Gas prices could skyrocket if Russia invades Ukraine
Investors would buy first and ask questions later.
“There is a very good chance that we will reach $100. This is going to be inflationary with an exclamation mark,” said Robert Yawger, director of energy futures at Mizuho Securities. “We don’t need that at all. We can’t afford that at all. »
A conflict between Russia and Ukraine would drive up gas prices, the head of the International Energy Agency said on Thursday.
“Such a huge geopolitical event [have] major implications on gas prices, even unrest,” IEA Executive Director Fatih Birol told CNNI’s Julia Chatterley on First Move.
‘All bets are off’
It is impossible to say how high prices would rise and how long they would stay high. But $100 oil would surely drive up prices at the pump. And that means a Russian-Ukrainian conflict has the potential to impact most Americans.
Gasoline prices, which move with a lag relative to oil, have already started to climb in recent days. The national average hit $3.32 a gallon on Wednesday, up from a recent low of $3.28, according to AAA.
“If there is a war with Russia, then all bets are off,” said Claudio Galimberti, senior vice president of analytics at Rystad Energy.
Oil prices have risen sharply this week and analysts say concerns over a Russian-Ukrainian conflict contributed to the gains.

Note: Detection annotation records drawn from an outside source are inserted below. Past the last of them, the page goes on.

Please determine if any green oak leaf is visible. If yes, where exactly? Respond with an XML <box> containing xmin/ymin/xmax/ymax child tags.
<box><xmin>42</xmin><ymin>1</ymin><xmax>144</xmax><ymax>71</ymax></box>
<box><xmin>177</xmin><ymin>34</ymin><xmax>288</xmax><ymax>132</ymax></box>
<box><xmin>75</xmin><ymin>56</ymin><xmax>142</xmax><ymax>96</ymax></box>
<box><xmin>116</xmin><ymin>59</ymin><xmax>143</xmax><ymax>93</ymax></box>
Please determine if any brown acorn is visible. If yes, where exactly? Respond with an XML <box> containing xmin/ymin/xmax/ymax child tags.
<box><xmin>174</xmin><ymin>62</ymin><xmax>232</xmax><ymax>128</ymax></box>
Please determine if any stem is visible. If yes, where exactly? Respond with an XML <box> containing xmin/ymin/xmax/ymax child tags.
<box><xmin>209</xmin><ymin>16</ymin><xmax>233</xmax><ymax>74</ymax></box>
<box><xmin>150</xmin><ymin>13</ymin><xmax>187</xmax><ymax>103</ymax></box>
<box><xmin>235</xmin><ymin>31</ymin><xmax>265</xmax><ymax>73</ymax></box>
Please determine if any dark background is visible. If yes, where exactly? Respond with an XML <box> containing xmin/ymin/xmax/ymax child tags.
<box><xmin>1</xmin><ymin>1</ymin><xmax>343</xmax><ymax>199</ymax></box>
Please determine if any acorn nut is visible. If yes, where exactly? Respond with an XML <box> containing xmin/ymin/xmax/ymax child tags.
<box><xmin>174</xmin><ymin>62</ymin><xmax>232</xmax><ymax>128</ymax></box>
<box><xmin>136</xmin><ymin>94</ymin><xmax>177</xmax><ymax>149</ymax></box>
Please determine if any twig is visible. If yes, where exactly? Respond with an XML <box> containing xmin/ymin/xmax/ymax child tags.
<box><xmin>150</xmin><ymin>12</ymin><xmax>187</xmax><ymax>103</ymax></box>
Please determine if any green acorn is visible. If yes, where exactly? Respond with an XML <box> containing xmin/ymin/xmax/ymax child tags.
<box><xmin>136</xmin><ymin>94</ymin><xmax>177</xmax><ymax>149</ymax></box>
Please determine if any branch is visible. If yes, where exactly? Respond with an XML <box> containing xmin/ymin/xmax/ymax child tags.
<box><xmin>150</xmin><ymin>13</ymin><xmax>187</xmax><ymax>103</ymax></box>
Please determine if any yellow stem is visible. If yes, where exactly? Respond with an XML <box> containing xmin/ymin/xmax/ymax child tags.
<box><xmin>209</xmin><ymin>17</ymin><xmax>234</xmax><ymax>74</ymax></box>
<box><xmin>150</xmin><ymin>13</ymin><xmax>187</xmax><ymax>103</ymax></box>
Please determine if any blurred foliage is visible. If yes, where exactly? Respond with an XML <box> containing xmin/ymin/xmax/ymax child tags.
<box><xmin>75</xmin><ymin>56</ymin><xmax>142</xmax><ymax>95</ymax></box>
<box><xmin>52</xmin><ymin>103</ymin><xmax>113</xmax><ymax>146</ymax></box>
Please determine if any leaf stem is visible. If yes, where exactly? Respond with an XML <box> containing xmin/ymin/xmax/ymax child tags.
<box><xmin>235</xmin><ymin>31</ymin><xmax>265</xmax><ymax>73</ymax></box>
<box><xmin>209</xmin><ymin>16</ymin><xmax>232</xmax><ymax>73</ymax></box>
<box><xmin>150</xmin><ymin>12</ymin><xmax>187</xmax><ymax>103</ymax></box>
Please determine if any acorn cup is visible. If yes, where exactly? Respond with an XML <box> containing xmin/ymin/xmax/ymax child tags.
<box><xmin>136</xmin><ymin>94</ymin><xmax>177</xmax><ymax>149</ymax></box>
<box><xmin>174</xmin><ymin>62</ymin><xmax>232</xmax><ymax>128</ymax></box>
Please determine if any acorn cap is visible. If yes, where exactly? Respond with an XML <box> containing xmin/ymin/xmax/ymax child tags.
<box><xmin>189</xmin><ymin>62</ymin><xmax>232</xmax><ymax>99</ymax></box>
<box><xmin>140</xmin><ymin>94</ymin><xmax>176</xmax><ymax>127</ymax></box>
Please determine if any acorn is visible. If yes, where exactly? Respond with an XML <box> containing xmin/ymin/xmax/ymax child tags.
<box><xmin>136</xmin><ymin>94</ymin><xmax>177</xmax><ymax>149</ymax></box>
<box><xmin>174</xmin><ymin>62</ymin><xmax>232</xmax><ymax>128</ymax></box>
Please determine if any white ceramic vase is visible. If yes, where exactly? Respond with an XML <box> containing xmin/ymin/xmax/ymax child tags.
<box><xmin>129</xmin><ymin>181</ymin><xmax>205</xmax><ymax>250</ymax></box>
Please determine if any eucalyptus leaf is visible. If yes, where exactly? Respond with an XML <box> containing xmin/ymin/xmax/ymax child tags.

“The market has been very slow to appreciate the risks of an invasion,” said Helima Croft, head of global commodities strategy at RBC Capital Markets. “Putin is not really a bluffer. He is known to back his words with actions.
White House talks to energy companies and countries
All of this underscores the predicament the White House finds itself in, economically, politically and of course from a national security perspective.
Inflation is already a major political and economic issue for President Joe Biden. The recent rebound in gasoline prices threatens to further aggravate inflation. And $100 worth of oil in a Russian-Ukrainian conflict would only make things worse.
“Whatever we decide is the right course for our collective interest and our security,” a spokesperson for the National Security Council told CNN in a statement, “we are prepared to impose significant costs on the Russian economy, including its financial system and sectors deemed critical to the ambitions of the Kremlin and President Putin – while minimizing unwanted fallout.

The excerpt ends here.